Он замолчал и опять погрузился в одиночество. Он вспомнил своих родственников — как они, когда он был ребенком, гладили его по голове и говорили при этом, что у него хорошая головка. Головка, созданная для счета. Он ненавидел такой взгляд на вещи! В блестящих золотых монетах отражался разум выбившейся вверх семьи! Он презирал бы чувство стыда за свою семью, напротив, именно в высших кругах он с благородной скромностью отмечал свое происхождение; но разума своей семьи он боялся, словно разум этот, как слишком шумная речь и быстрая жестикуляция, есть некая семейная слабость, делающая его, Арнгейма, на вершинах человечества невозможным.
Тут, вероятно, и коренилось его почтение к иррациональному. Аристократия была иррациональна — это звучало почти как насмешка над недостатком разума у аристократов, но Арнгейм знал, что он имел в виду. Ему достаточно было подумать о том, что как еврей он не стал офицером запаса; а поскольку, как Арнгейм, он не мог занять и скромное положение унтер-офицера, его просто-напросто признали негодным к военной службе, и поныне еще он отказывался видеть в том лишь недостаток разумности, ибо отдавал должное связанной с этим чести. Это воспоминание дало ему повод обогатить свою речь к Солиману несколькими фразами.

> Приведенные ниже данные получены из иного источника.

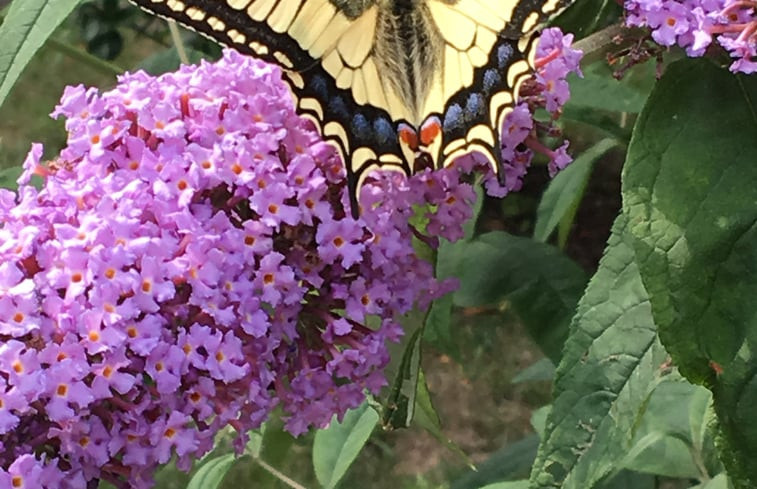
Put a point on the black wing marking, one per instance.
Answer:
(364, 135)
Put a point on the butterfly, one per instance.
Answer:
(393, 84)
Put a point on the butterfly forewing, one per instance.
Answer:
(360, 68)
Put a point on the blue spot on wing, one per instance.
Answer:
(504, 56)
(384, 132)
(454, 119)
(492, 79)
(475, 106)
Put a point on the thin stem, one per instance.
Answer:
(596, 45)
(178, 42)
(283, 478)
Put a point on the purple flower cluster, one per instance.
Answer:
(188, 264)
(692, 24)
(547, 89)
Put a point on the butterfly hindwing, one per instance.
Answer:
(363, 70)
(483, 71)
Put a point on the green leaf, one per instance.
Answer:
(522, 484)
(539, 419)
(718, 482)
(689, 191)
(167, 60)
(560, 200)
(542, 370)
(336, 447)
(26, 28)
(540, 284)
(9, 176)
(611, 363)
(664, 442)
(400, 403)
(212, 472)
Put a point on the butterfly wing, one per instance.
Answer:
(486, 58)
(325, 49)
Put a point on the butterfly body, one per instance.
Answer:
(397, 84)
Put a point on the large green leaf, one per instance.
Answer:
(539, 283)
(690, 191)
(611, 363)
(28, 25)
(672, 438)
(336, 447)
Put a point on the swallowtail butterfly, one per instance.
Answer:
(397, 84)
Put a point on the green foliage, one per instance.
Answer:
(564, 193)
(675, 442)
(612, 360)
(336, 447)
(24, 30)
(689, 193)
(211, 473)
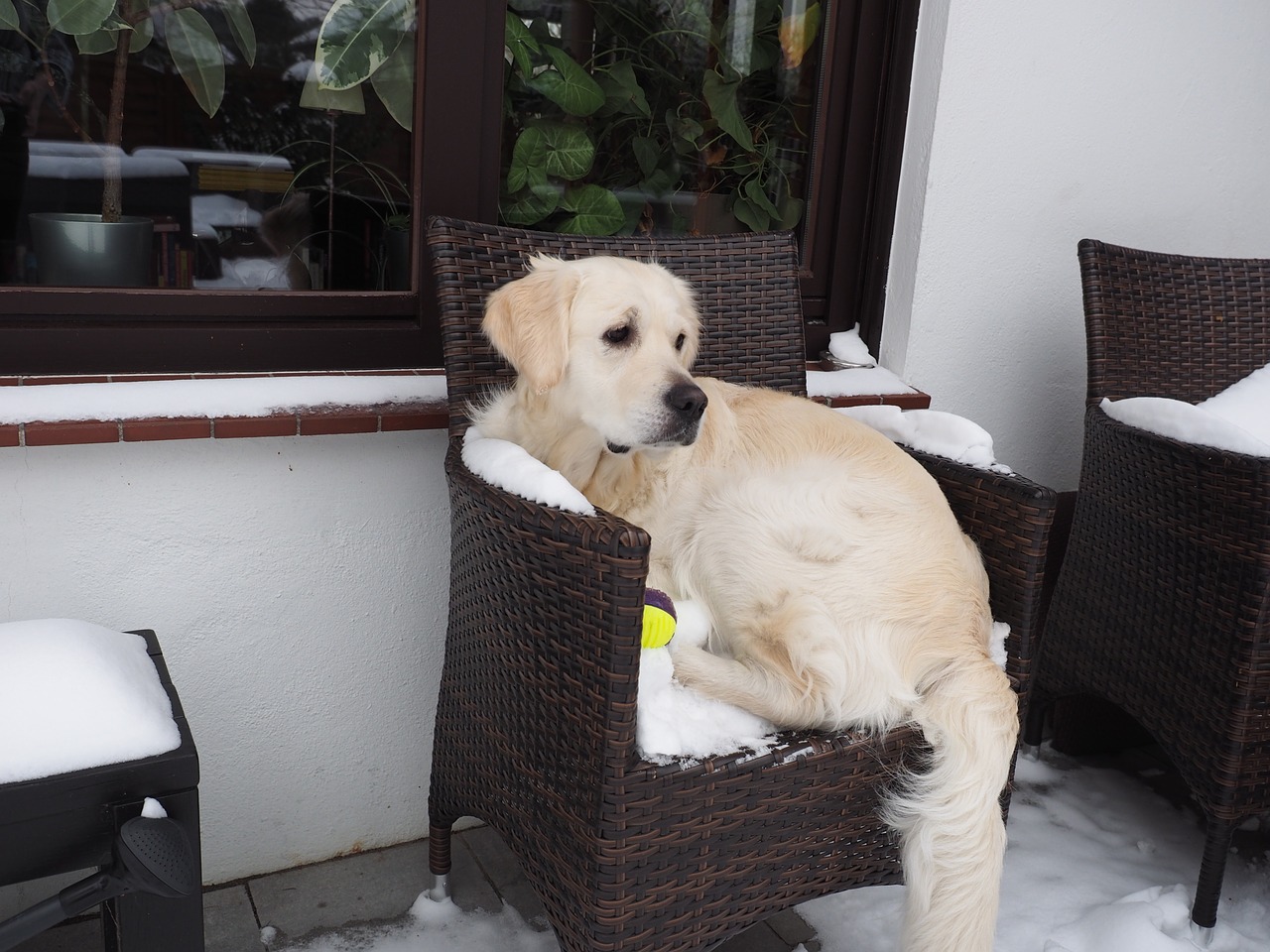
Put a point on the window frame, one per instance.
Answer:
(846, 236)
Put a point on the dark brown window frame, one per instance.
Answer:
(846, 236)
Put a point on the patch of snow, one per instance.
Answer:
(153, 810)
(218, 397)
(75, 694)
(509, 467)
(934, 431)
(1234, 420)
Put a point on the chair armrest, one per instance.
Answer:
(1010, 518)
(544, 636)
(1188, 530)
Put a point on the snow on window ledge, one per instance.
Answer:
(60, 411)
(134, 408)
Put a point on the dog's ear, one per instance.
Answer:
(527, 320)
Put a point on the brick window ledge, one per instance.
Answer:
(325, 404)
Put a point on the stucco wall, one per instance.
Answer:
(1034, 125)
(299, 590)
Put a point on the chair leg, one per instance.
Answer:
(1207, 890)
(439, 861)
(1034, 724)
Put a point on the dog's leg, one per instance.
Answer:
(952, 834)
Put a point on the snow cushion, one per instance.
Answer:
(1234, 420)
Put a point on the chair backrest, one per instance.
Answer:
(1171, 325)
(747, 293)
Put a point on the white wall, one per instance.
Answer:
(299, 590)
(1139, 122)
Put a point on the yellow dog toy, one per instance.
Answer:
(659, 619)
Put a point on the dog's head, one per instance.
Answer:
(606, 341)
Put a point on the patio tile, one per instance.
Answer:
(504, 873)
(354, 889)
(756, 938)
(76, 936)
(229, 920)
(467, 884)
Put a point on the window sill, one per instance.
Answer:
(125, 409)
(235, 407)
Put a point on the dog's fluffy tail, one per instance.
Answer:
(949, 814)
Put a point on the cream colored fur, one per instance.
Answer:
(839, 587)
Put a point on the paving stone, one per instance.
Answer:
(756, 938)
(794, 929)
(467, 884)
(75, 936)
(18, 896)
(363, 888)
(229, 920)
(504, 873)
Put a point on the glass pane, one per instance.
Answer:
(248, 171)
(626, 116)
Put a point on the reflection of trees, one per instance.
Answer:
(261, 111)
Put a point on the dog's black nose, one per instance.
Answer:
(688, 400)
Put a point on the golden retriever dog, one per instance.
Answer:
(839, 588)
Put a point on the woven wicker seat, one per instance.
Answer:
(1162, 606)
(535, 728)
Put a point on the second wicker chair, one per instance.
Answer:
(1162, 606)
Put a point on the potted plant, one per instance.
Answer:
(652, 116)
(119, 28)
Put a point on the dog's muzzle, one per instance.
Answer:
(686, 403)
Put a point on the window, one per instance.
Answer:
(848, 109)
(835, 188)
(275, 211)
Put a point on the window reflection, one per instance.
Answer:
(624, 116)
(254, 171)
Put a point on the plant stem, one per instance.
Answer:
(112, 185)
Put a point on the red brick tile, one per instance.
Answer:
(182, 428)
(60, 434)
(236, 426)
(329, 424)
(230, 376)
(37, 381)
(144, 377)
(908, 402)
(414, 420)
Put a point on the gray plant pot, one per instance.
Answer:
(80, 250)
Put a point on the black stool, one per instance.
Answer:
(70, 821)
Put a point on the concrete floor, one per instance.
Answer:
(380, 887)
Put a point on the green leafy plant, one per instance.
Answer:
(126, 27)
(658, 117)
(367, 40)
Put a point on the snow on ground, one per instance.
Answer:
(1096, 864)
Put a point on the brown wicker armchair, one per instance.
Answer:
(1162, 606)
(535, 728)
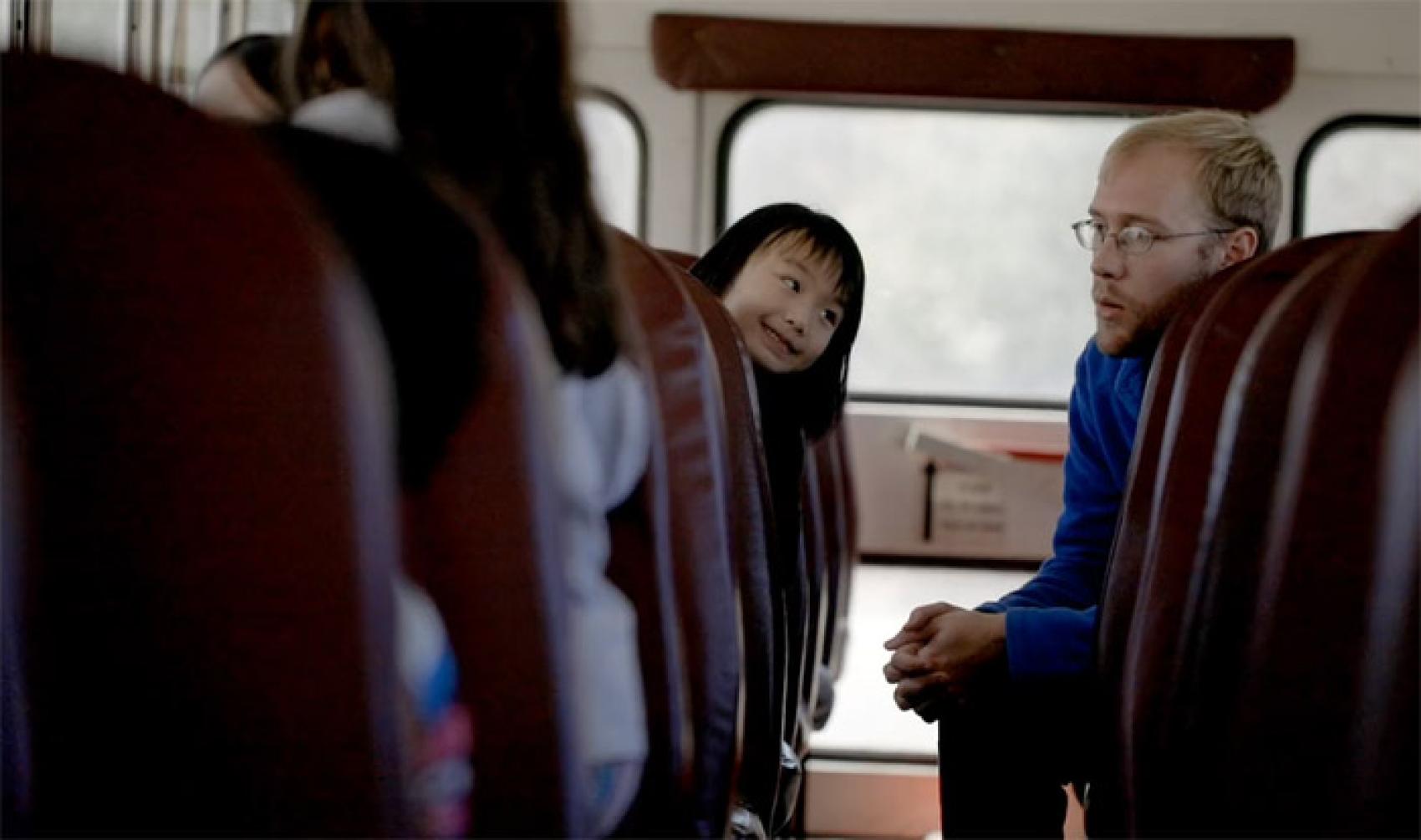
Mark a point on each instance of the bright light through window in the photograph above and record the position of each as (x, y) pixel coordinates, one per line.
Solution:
(1363, 176)
(614, 148)
(975, 286)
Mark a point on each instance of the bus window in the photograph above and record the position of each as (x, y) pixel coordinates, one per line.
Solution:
(866, 722)
(976, 290)
(617, 156)
(93, 32)
(1360, 174)
(269, 16)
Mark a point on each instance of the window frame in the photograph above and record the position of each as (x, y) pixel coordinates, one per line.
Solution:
(1319, 137)
(722, 194)
(621, 105)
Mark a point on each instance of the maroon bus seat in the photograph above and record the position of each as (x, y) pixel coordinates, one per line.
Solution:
(1384, 732)
(751, 529)
(1122, 582)
(690, 468)
(483, 536)
(1292, 754)
(819, 525)
(842, 584)
(836, 488)
(1215, 586)
(1150, 665)
(196, 425)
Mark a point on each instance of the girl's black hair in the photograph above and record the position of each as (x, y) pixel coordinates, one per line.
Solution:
(822, 389)
(260, 56)
(482, 93)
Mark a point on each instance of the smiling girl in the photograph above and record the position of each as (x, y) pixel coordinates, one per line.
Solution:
(793, 283)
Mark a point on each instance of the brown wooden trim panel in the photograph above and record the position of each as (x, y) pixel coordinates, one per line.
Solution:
(745, 54)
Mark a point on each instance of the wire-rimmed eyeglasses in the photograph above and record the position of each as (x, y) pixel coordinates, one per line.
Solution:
(1092, 237)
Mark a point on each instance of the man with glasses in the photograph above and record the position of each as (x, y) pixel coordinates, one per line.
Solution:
(1177, 199)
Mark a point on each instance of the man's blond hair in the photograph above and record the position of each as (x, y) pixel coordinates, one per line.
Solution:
(1236, 176)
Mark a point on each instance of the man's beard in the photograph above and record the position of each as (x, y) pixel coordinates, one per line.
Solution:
(1154, 322)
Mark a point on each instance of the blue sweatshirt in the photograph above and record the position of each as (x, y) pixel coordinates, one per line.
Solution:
(1051, 621)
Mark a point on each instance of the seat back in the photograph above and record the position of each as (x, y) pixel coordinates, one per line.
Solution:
(485, 536)
(751, 529)
(688, 441)
(1215, 586)
(1122, 580)
(1151, 664)
(1289, 731)
(832, 456)
(820, 541)
(208, 519)
(1384, 732)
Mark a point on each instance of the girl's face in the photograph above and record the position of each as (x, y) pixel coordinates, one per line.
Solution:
(786, 303)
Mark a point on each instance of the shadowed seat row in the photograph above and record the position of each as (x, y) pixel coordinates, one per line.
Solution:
(203, 521)
(1255, 640)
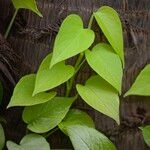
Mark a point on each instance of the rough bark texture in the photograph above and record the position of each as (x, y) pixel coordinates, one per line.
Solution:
(32, 38)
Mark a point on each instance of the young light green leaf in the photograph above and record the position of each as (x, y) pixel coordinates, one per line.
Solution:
(108, 20)
(85, 138)
(22, 95)
(101, 96)
(146, 134)
(141, 86)
(107, 64)
(76, 117)
(27, 4)
(72, 39)
(2, 137)
(48, 115)
(1, 92)
(29, 142)
(53, 77)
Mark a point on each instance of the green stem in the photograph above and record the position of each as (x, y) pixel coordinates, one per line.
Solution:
(51, 132)
(78, 64)
(11, 23)
(70, 83)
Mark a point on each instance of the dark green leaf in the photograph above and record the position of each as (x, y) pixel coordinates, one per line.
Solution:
(53, 77)
(27, 4)
(48, 115)
(141, 86)
(85, 138)
(146, 134)
(107, 64)
(109, 22)
(22, 95)
(101, 96)
(72, 39)
(30, 142)
(76, 117)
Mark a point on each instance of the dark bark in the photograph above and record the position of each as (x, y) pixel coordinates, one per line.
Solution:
(32, 38)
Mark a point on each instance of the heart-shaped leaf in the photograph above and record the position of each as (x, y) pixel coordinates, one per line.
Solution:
(27, 4)
(146, 134)
(53, 77)
(76, 117)
(107, 64)
(85, 138)
(2, 137)
(48, 115)
(108, 20)
(22, 95)
(141, 86)
(29, 142)
(101, 96)
(72, 39)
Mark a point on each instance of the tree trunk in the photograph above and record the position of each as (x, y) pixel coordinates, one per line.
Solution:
(33, 37)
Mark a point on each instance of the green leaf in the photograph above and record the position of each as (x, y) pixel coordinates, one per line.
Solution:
(2, 137)
(76, 117)
(107, 64)
(146, 134)
(48, 115)
(85, 138)
(1, 92)
(108, 20)
(22, 95)
(27, 4)
(141, 86)
(101, 96)
(29, 142)
(72, 39)
(53, 77)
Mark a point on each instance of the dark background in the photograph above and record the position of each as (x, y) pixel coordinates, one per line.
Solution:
(32, 38)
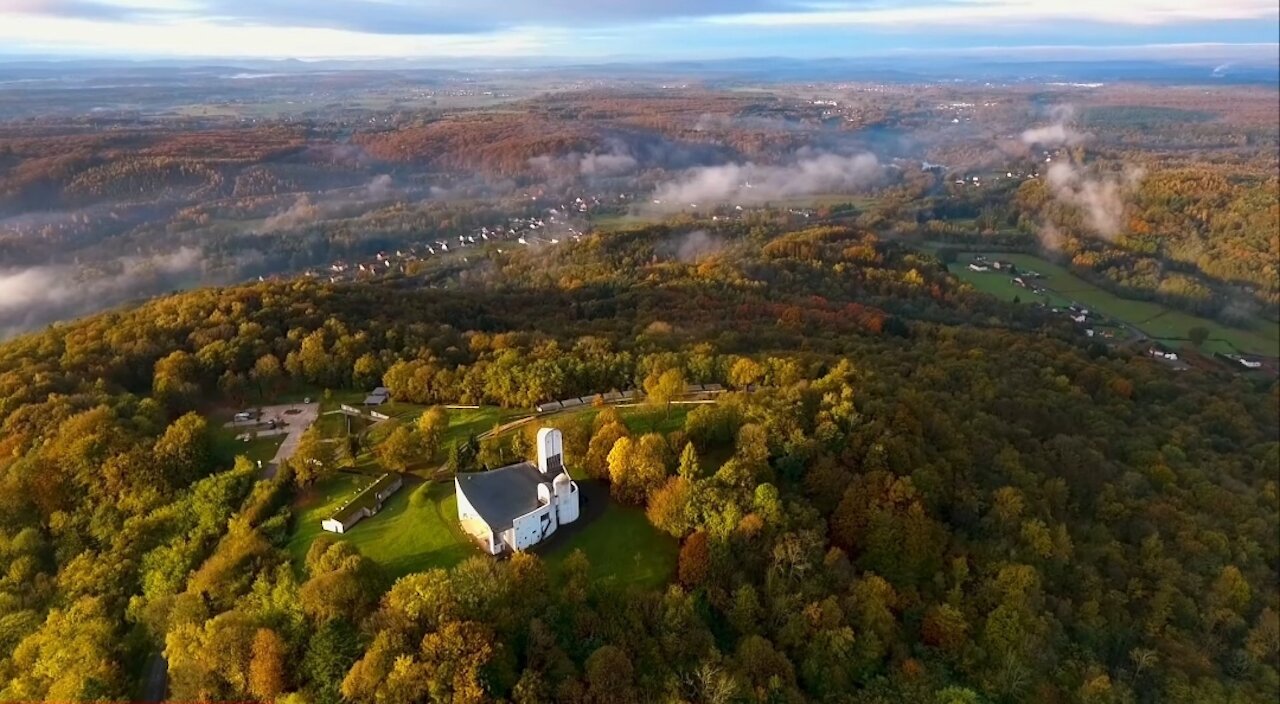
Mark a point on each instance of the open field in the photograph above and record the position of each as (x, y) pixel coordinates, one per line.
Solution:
(1153, 319)
(624, 549)
(227, 447)
(402, 538)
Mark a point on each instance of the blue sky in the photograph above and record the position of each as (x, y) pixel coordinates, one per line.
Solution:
(620, 28)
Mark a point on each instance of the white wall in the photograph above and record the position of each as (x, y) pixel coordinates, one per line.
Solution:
(566, 501)
(472, 522)
(549, 444)
(528, 529)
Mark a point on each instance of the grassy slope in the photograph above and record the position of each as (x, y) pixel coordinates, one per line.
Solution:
(624, 549)
(402, 538)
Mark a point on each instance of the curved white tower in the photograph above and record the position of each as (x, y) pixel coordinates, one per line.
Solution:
(551, 451)
(566, 498)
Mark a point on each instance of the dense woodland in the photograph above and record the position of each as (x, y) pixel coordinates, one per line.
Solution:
(928, 497)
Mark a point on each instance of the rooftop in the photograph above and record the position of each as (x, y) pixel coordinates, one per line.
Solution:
(504, 494)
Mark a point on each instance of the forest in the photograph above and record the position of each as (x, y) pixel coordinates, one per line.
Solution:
(910, 492)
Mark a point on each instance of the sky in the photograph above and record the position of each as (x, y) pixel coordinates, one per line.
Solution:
(661, 30)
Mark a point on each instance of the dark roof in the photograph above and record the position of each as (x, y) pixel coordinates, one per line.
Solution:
(504, 494)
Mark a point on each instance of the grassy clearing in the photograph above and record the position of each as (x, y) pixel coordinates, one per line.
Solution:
(411, 535)
(227, 447)
(1153, 319)
(407, 535)
(624, 549)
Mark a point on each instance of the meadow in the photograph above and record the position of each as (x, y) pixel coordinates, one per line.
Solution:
(1156, 320)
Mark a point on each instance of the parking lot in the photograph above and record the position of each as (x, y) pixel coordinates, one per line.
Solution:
(291, 420)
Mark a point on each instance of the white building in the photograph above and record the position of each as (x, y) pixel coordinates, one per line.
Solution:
(364, 504)
(522, 504)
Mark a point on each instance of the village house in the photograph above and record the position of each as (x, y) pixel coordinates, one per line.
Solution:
(519, 506)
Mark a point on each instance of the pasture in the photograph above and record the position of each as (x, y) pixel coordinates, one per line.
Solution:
(1155, 319)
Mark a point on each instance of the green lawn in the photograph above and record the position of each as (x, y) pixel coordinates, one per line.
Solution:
(227, 447)
(624, 549)
(402, 538)
(1155, 319)
(466, 423)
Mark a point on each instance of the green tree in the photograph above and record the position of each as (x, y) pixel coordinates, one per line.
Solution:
(432, 426)
(314, 458)
(638, 467)
(662, 388)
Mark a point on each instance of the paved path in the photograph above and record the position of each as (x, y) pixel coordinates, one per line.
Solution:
(292, 421)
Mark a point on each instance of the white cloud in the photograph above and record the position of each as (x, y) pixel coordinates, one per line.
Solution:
(208, 37)
(993, 13)
(754, 183)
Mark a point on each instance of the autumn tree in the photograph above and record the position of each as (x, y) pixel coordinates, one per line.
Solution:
(432, 426)
(638, 467)
(745, 373)
(694, 560)
(662, 388)
(603, 440)
(314, 458)
(266, 667)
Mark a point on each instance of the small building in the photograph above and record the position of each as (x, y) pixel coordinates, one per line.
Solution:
(364, 504)
(519, 506)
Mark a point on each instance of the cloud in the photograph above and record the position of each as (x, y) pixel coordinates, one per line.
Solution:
(1100, 196)
(305, 210)
(753, 183)
(1060, 133)
(394, 17)
(35, 296)
(1054, 136)
(1002, 13)
(613, 163)
(696, 246)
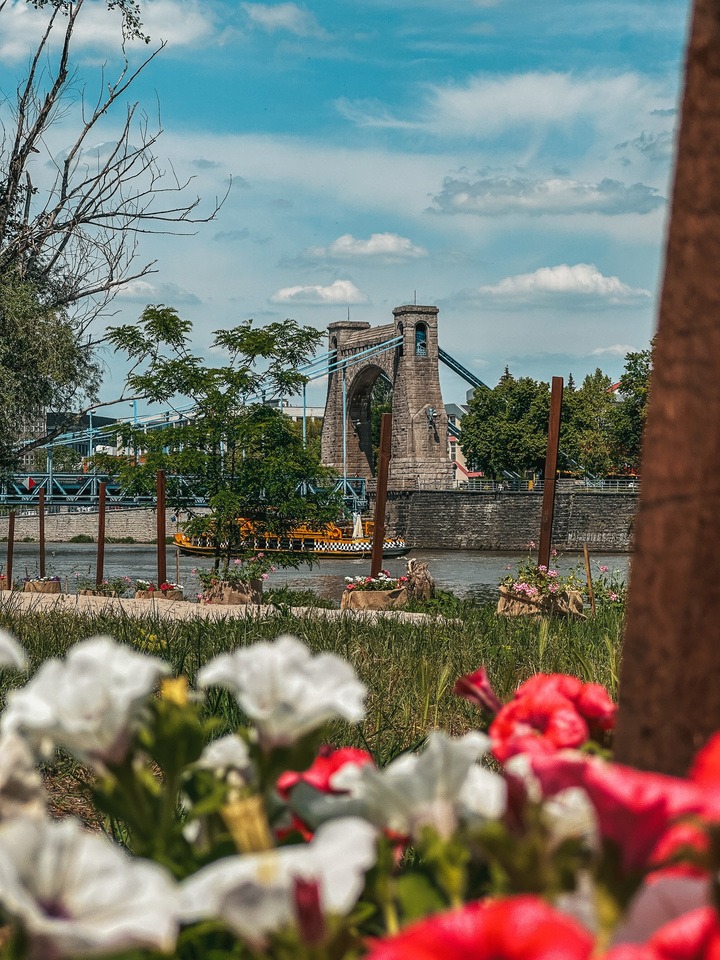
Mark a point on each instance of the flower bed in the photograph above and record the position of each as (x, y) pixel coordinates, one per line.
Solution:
(287, 850)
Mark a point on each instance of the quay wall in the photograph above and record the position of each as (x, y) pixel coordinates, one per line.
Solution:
(429, 519)
(462, 520)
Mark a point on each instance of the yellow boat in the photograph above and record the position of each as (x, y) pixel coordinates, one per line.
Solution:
(327, 543)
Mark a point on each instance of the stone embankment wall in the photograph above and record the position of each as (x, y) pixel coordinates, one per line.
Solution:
(459, 520)
(429, 519)
(119, 524)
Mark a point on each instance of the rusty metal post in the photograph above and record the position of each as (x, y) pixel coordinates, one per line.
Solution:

— Возможно, — продолжил он с того места, где остановился, ибо, несмотря на все свое отвращение к этому, был методичен, — возможно и даже вероятно, что аристократия не всегда означала именно то, что мы называем сегодня аристократическим образом мыслей. Чтобы заполучить земли, на которых потом строился ее аристократизм, ей надо было, наверно, быть не менее расчетливой и старательной, чем нынешний коммерсант, возможно, что дело коммерсанта делается даже честнее. Но в земле заключена сила, пойми, то есть она была заключена в самом клочке земли, в охоте, в войне, в вере в небо и в земледелии — словом, в физической жизни этих людей, меньше шевеливших головой, чем руками и ногами, в близости природы заключена была сила, сделавшая их в конце концов достойными, благородными, чуждыми всему низкому.